Michelangelo’s ‘David’, a rifle, and cultural paranoia

I’m still laughing at the outraged response of the Italian government to this advertisement from Armalite, Inc.

Fox News reports:

An Illinois-based gunmaker has incurred the wrath of the Italian government after using Michelangelo‘s famous sculpture of the Biblical hero David in an advertisement for one of its rifles.

. . .

Italian Culture Minister Dario Franceschini urged the company to withdraw the advertisement after images of it appeared on several Italian media websites over the weekend. Franceschini tweeted “The image of David, armed, offends and infringes the law. We will take action against the American company so that it immediately withdraws its campaign.”

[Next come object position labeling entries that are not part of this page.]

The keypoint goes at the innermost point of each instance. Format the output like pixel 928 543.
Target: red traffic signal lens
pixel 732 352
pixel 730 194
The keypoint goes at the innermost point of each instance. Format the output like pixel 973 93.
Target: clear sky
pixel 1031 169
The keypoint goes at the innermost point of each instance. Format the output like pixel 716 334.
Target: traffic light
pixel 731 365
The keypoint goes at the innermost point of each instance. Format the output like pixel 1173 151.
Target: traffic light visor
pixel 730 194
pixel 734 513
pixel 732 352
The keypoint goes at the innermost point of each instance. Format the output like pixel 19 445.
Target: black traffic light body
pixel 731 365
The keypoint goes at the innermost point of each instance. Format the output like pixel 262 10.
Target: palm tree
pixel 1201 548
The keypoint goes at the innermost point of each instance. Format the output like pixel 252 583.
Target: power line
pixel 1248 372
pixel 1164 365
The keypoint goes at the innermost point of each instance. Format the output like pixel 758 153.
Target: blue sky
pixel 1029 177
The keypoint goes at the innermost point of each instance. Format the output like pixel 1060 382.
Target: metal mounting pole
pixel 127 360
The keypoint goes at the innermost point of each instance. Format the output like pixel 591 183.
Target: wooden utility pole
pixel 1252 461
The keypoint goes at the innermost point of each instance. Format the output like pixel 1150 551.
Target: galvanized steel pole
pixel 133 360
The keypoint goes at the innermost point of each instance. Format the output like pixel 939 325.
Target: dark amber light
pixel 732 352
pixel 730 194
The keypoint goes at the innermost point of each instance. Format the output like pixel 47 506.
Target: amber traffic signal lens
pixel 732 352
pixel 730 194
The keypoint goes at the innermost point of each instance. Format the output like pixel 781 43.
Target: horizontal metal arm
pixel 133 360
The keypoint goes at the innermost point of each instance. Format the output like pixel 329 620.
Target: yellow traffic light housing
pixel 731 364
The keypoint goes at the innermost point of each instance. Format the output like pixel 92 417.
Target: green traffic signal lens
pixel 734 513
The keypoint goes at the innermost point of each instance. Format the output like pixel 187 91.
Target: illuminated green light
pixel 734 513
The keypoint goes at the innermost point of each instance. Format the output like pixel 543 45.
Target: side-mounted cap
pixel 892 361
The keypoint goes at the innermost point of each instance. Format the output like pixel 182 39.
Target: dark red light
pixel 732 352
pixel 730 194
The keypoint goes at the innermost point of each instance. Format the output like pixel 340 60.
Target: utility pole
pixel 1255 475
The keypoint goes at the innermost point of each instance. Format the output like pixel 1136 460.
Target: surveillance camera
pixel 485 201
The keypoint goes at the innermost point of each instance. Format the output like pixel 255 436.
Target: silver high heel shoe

The Italian government claims that it has the copyright to all commercial uses of the marble masterpiece, which was created between 1501 and 1504 and resides in the Accademia Gallery in Florence. The gallery’s director, Angelo Tartuferi, told Repubblica newspaper “The law says that the aesthetic value of the work cannot be distorted. In this case, not only is the choice in bad taste but also completely illegal.”

There’s more at the link.

Of course, all the fuss is garnering yet more publicity for Armalite, which is doubtless lapping it up with a big corporate smile.  As to Italy claiming to own the copyright to commercial use of Michelangelo’s ‘David’, I’m willing to bet that any commercial copyright expired an awful long time ago, in terms of national and international copyright law.  In any event, even if they pass a law that applies within Italy, I daresay it’ll have no force and effect outside that nation’s boundaries – and I doubt very much whether Armalite plans to run that advertisement inside Italy at all!

Kudos to Armalite for a very creative idea.  They’ve taken it further, picturing another of their rifles hanging on the wall in the Louvre next to the Mona Lisa.

So far, no reaction from the French government . . .



  1. Not to be cynical, but given the duplicitous activities of most governments nowadays, we should consider the probability that the Italian government is in on the campaign, and is happily being paid off under the table while also reaping the benefits to their museums of the free publicity.

  2. You know the the painting American Gothic depicted to the left is not in the Louve?

    It is in Chicago so maybe the Armalite should be between that and a Monet or a Van Gogh at the Art Institute.